Thursday, May 10, 2012

Re: Syntax highlight + "$VCS blame"?

On Thursday, May 10, 2012 12:20:16 PM UTC-5, Tim Chase wrote:
> I occasionally issue a "$VCS blame" command (where $VCS may be
> subversion, git, or mercurial in most of my use cases). It would be
> nice to be able to see the original source in its "natural" syntax
> highlighting, ignoring the blame leaders on each line.
>
> I don't expect this would readily work for most syntax files, but
> has anybody found a good workaround to get "blame" output to
> highlight mostly like the underlying code?
>
> Or, if there's some magic plugin/setting that grants my wish, I'd be
> open to that too ;-)
>
> FWIW, most of my code is python, so the text in question might look
> something like
>
> 4 tchase if foo == bar:
> 4 tchase frob(thing)
> 8 jsmith wheedle(thing, foo)
> 21 mpolo zippidy(do_dah)
> 4 tchase log.info("Dronking the doozie")
>
> (the "blame" leaders in each VCS differ, but can are
> self-consistent; the above is Subversion output of revision#, username).
>
> Thanks,
>
> -tim

I remember discussing this once.
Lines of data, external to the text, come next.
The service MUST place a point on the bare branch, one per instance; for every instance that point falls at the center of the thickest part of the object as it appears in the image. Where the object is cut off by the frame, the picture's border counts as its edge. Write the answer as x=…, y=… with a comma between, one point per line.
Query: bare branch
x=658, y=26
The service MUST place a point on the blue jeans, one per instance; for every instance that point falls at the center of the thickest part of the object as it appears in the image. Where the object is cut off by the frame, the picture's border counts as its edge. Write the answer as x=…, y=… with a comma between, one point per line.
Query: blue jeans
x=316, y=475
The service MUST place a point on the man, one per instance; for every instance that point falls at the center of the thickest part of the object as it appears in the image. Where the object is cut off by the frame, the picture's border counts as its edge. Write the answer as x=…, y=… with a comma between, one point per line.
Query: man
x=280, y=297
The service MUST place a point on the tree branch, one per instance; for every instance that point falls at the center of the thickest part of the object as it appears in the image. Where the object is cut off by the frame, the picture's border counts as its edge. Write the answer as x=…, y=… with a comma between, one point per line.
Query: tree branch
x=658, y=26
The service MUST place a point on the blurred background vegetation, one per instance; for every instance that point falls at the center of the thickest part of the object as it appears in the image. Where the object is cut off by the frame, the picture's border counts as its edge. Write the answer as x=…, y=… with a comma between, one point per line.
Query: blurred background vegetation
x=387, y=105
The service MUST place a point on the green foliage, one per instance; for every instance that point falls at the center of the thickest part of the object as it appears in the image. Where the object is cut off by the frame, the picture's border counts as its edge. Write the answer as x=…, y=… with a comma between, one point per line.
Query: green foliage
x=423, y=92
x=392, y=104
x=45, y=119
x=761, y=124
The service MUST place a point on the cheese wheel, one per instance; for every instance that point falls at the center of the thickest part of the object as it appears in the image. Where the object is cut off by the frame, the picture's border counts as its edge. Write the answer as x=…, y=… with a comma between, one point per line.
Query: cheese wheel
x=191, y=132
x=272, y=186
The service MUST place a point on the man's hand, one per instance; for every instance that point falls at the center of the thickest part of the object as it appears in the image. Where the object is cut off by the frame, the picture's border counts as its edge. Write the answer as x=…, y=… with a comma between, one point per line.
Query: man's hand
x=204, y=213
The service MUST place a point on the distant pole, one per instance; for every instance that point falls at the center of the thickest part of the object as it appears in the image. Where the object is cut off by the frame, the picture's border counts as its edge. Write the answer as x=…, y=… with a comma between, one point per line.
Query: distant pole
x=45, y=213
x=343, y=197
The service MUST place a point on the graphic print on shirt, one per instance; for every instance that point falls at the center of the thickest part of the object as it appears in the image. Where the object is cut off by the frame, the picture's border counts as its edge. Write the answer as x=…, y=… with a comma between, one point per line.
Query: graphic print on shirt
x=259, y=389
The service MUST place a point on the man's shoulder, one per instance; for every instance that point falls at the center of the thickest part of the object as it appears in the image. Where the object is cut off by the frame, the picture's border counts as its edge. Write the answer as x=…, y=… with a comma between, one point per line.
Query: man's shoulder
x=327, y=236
I think somebody suggested a plugin that
would split the output into two buffers—one containg just the blame leaders,
and the other containing the file text—and use two vsplit, scrollbind
windows to display the output. But, I don't remember whether that was a
suggestion or real working script. If the blame output also contains some
header information like ClearCase, which spits out the checkin comments of
each version at the top of the output, this could be placed in a third
buffer on the top of both vsplit windows.